My Lords, as my fellow Minister, Alistair Burt said on 1 January, we were deeply saddened by the attack, which was clearly designed to provoke further violence and division between the Egyptian Christian and Muslim communities. We welcome President Mubarak's appeals for national unity and send our sincere condolences to all those involved. We regularly make clear to the Egyptian Government the importance that we place on religious tolerance and eliminating all legal provisions and policies that discriminate against different religious communities.
Is the noble Lord aware that the attack on Coptic Christians, in which at least 21 people were killed and 79 injured, was but the latest in a series of attacks that seem to be intensifying? There is also great dismay in Egypt that the perpetrators have not been called to account. Will Her Majesty's Government therefore make representations to the Egyptian Government, which is a member of the UN Human Rights Council, to do more to fulfil their obligations to protect all their citizens from violence and to ensure religious freedom for all religious minorities in Egypt today?
I thank the noble Baroness for her kind congratulations. Of course, if the Monday Sitting continues, my birthday will have to wait.
To answer the noble Baroness’s Question, we are always concerned by any violence that is religiously motivated and affects religious communities. As the statement on 1 January made clear, the act of violence in Alexandria, which was clearly designed to provoke further violence and division between the Christian and Muslim communities, was an attack on all. We strongly believe that the importance of human rights should be constantly emphasised, as should good governance and the rule of law, in our relations with friendly and great countries such as Egypt. I assure the noble Baroness that we are doing everything that we can to promote the values that she constantly fights for and that we all fight for, since they are an essential part of our foreign policy.
My Lords, I declare an interest as chairman of the British Egyptian Society and I associate these Benches with the condolences expressed by the Minister in his opening Answer. Is the Minister able to confirm an article that appeared in the Spectator on 15 January, which reported that on the Copt Christmas Day, on 7 January, hundreds of Egyptian Muslims turned out to be human shields to protect Christian worshippers going to church that day? Also, there was a big gathering in the Cairo district of Omraneya where the front pew of the Copt church was filled with Muslims taking a stand against terror and offering themselves as protection. If the Minister is able to confirm that from independent reporting and from the embassy in Cairo, will he join me in praising these brave Muslims who were prepared to risk their lives in order to demonstrate exactly the sort of fellowship that we would like to see between Christian and Muslim in Egypt?
My Lords, I cannot confirm those precise details, but if the noble Baroness's reports are broadly correct, and I am sure they certainly are, that is a reassuring aspect of an otherwise very grim situation—that members of different religions are prepared to risk their lives and protect each other in the ways that one would like to see more widely throughout the whole region and throughout the whole world. I cannot confirm the details, but the investigation is ongoing about how this whole matter developed in the first place. We are in close touch with the Egyptian authorities about it, but what the noble Baroness described is a good and lighter aspect of a very dark episode.
My Lords, does the Minister agree that the recent violence against Coptic Christians in Alexandria indicates that, without political and economic reform, extremists and other radical elements in Egypt will continue to exploit the desperation of poverty there, thus appealing for allegiance and competing for influence? The US Secretary of State made that point last Thursday in Qatar.
It is always difficult to bring all these trends together. Egypt is a major nation. It is emerging fast and developing its economy. It is a young nation with many very young people and clearly there are social and economic pressures that the Government are seeking to overcome and which we seek from outside to support them in overcoming. Whether those were the precise causes of this particular horror I would not like to speculate, but certainly there are all kinds of tensions in these great societies. We must try to understand them and help those countries overcome the otherwise dangerous consequences that can erupt.

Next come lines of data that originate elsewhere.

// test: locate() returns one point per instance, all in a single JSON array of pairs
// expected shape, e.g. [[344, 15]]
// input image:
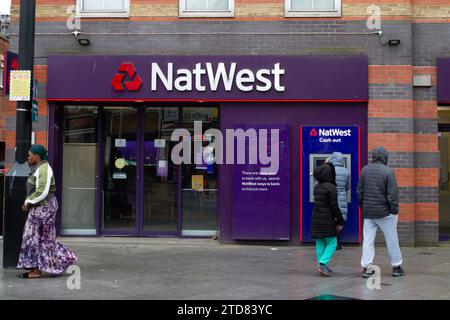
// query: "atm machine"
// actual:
[[317, 144]]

My Lords, does my noble friend agree with claims in some quarters that discrimination against the Copts by the Egyptian Government is only serving to fuel the unrest created by the outcome of the recent elections where the ruling party apparently gained 80 per cent of the seats? Does he share my concerns that the breakdown of the electoral process, never mind its credibility, can only serve to fuel the activities of extremists who are attacking the institutions of democracy in Egypt?
Yes, aspects of the elections last November and December were worrying. We wanted to see free and fair elections, but it is quite clear from reports of widespread fraud, media restrictions and other interference that things did not go very well. Those are matters that we are asking the Egyptian Government to address urgently since it is in their interests, our interests and global interests that fair, open and transparent democracy prevails.
Well, I have not seen that precise declaration, but the spirit behind what the noble Lord describes, with which he is very well acquainted, must be the right one. The co-operation that the noble Baroness just described, the syncretic worship that one wants to see and the tolerance of all religious minorities, which is a must for civilised advance, should all be commended. If that is what the statement embraces, I certainly agree that it should be commended.